Mitchell Foyle-York


Mitchell is the Special Assistant to the Executive Director at the Roger Scruton Legacy Foundation (RSLF). His role at the RSLF covers administrative assistance, events planning, academic research, and fundraising assistance. Mitchell has helped to deliver key projects for the RSLF, including The Oxford Seminar at the University of Oxford, as well as The Pursuit of Beauty and A New Path for Beauty conferences at the University of Cambridge. He has aided in the international expansion of the RSLF by helping to build and maintain connections between students and participants of RSLF programmes.
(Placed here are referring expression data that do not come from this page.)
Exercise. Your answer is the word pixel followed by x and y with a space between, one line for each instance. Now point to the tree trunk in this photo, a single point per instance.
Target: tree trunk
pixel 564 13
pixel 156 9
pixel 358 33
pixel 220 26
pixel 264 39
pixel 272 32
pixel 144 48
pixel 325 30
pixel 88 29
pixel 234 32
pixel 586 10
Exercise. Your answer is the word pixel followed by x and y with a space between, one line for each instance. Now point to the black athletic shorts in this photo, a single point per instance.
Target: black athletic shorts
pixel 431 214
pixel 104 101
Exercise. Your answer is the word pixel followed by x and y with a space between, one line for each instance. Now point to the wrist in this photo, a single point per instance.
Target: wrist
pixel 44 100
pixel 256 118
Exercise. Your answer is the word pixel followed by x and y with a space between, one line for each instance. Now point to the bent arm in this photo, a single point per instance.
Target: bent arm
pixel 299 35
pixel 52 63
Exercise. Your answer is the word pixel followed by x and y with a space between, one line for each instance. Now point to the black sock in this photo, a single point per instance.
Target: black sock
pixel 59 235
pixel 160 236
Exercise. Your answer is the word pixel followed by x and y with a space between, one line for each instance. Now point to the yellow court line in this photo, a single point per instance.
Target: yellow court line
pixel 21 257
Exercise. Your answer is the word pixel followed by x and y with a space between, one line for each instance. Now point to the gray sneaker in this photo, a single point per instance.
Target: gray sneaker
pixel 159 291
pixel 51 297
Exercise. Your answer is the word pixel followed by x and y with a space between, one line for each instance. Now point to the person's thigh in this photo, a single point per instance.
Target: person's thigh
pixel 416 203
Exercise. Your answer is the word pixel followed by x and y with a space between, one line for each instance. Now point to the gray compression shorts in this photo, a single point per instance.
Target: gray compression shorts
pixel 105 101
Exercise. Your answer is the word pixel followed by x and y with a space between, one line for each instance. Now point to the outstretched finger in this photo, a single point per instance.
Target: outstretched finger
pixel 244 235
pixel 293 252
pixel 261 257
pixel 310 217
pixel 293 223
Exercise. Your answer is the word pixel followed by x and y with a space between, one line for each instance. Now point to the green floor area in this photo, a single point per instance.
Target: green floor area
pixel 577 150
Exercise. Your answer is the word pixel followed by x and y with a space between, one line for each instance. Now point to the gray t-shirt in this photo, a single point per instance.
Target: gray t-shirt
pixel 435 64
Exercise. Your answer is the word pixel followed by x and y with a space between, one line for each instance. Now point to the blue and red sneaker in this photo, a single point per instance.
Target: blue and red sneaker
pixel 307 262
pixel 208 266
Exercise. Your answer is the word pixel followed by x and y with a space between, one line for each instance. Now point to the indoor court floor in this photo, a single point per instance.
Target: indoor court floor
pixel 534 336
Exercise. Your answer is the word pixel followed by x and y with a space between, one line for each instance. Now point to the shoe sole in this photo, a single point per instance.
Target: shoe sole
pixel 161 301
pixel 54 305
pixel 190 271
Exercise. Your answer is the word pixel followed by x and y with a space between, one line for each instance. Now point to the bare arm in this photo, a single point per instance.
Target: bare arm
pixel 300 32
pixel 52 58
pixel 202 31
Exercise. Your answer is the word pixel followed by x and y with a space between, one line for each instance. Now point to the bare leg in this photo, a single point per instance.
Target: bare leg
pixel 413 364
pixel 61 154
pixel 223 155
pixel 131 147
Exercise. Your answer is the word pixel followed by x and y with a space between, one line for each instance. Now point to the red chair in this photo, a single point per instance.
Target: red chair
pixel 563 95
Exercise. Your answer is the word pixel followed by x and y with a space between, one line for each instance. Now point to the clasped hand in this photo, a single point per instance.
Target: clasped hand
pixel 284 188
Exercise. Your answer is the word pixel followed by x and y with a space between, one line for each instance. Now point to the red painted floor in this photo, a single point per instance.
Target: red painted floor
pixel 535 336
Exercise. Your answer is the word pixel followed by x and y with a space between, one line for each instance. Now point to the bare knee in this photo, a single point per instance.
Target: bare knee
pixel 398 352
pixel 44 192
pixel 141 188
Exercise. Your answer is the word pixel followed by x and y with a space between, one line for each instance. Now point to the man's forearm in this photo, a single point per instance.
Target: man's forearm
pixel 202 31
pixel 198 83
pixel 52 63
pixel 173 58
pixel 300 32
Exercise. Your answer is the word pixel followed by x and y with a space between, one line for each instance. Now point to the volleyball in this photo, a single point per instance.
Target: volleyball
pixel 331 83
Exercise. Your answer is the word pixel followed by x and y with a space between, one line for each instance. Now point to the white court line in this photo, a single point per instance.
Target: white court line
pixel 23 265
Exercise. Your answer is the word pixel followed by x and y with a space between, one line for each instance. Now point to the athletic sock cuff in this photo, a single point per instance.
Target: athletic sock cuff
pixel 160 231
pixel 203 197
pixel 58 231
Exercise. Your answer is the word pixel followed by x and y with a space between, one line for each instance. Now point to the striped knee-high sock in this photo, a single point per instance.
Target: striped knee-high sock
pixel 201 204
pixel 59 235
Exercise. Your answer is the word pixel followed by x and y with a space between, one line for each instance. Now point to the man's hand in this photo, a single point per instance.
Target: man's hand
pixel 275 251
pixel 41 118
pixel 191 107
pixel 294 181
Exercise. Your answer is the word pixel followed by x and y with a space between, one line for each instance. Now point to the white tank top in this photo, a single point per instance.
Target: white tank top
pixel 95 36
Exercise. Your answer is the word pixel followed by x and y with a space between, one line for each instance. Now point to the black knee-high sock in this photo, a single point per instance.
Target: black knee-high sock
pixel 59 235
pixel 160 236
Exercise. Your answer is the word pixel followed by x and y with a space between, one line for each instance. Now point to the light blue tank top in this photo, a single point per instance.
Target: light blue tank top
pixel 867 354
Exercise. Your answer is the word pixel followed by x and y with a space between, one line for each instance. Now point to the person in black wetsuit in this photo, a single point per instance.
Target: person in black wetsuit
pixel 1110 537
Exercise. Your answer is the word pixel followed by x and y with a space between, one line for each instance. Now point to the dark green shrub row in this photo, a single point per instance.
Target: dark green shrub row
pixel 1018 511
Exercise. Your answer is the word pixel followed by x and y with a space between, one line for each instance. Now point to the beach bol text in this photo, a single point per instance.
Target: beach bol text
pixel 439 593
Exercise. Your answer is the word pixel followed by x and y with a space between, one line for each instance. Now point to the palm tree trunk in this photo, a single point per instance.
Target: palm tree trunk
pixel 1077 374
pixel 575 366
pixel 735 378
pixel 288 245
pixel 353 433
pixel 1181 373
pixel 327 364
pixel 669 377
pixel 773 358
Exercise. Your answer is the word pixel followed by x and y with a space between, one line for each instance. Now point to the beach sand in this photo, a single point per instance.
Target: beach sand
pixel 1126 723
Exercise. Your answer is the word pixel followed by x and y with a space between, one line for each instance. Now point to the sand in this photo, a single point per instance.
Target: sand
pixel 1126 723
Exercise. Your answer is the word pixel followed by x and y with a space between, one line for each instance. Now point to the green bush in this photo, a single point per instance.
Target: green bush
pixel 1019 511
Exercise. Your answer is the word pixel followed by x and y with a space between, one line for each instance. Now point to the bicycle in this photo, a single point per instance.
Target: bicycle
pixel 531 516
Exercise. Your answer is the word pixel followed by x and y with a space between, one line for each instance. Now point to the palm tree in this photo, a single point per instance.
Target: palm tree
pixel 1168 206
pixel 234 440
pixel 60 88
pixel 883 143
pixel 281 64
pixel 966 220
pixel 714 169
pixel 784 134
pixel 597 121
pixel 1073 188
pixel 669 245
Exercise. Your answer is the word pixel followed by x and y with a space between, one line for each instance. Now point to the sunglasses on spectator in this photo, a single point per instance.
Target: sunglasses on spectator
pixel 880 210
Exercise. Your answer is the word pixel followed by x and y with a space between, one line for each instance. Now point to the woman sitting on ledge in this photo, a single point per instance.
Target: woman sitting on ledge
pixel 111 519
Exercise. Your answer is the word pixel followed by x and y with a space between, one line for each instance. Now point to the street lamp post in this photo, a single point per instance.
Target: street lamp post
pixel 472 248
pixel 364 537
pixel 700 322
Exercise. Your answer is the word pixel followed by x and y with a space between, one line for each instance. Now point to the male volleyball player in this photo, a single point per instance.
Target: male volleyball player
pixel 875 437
Mitchell’s academic interests are philosophy of religion, theology, and political philosophy. He has a BA in Theology and Religion from the University of Exeter, where his third-year dissertation on G.W.F. Hegel’s influence on Fr. Sergius Bulgakov earned him the 2021 E.H. Boundy Prize. In 2022, Mitchell was awarded the Divinity School Scholarship by the University of Edinburgh, where he earned his MTh (By Research) in Theology and Religion with Distinction. His dissertation was on the use of aesthetics in the animal ethics of Sir Roger Scruton and Christopher Southgate. He is currently studying for his PhD in Theology at St. Edmund’s College, University of Cambridge, his thesis being on the topic of Alexander Schmemann and the development of “anti-Western” Eastern Orthodox identities. Mitchell has spoken and given papers at various events and conferences, including the coveted Scrutopia Summer School and Scrutopia Alumni event. He has also been published in The European Conservative, Conservative Home, and Law & Liberty

In his work at the RSLF and beyond, Mitchell is primarily concerned with increasing public engagement with philosophical ideas. By building connections between academics, students, and the public, Mitchell has helped to build an environment of friendly and engaging discourse between people with a broad range of backgrounds and interests.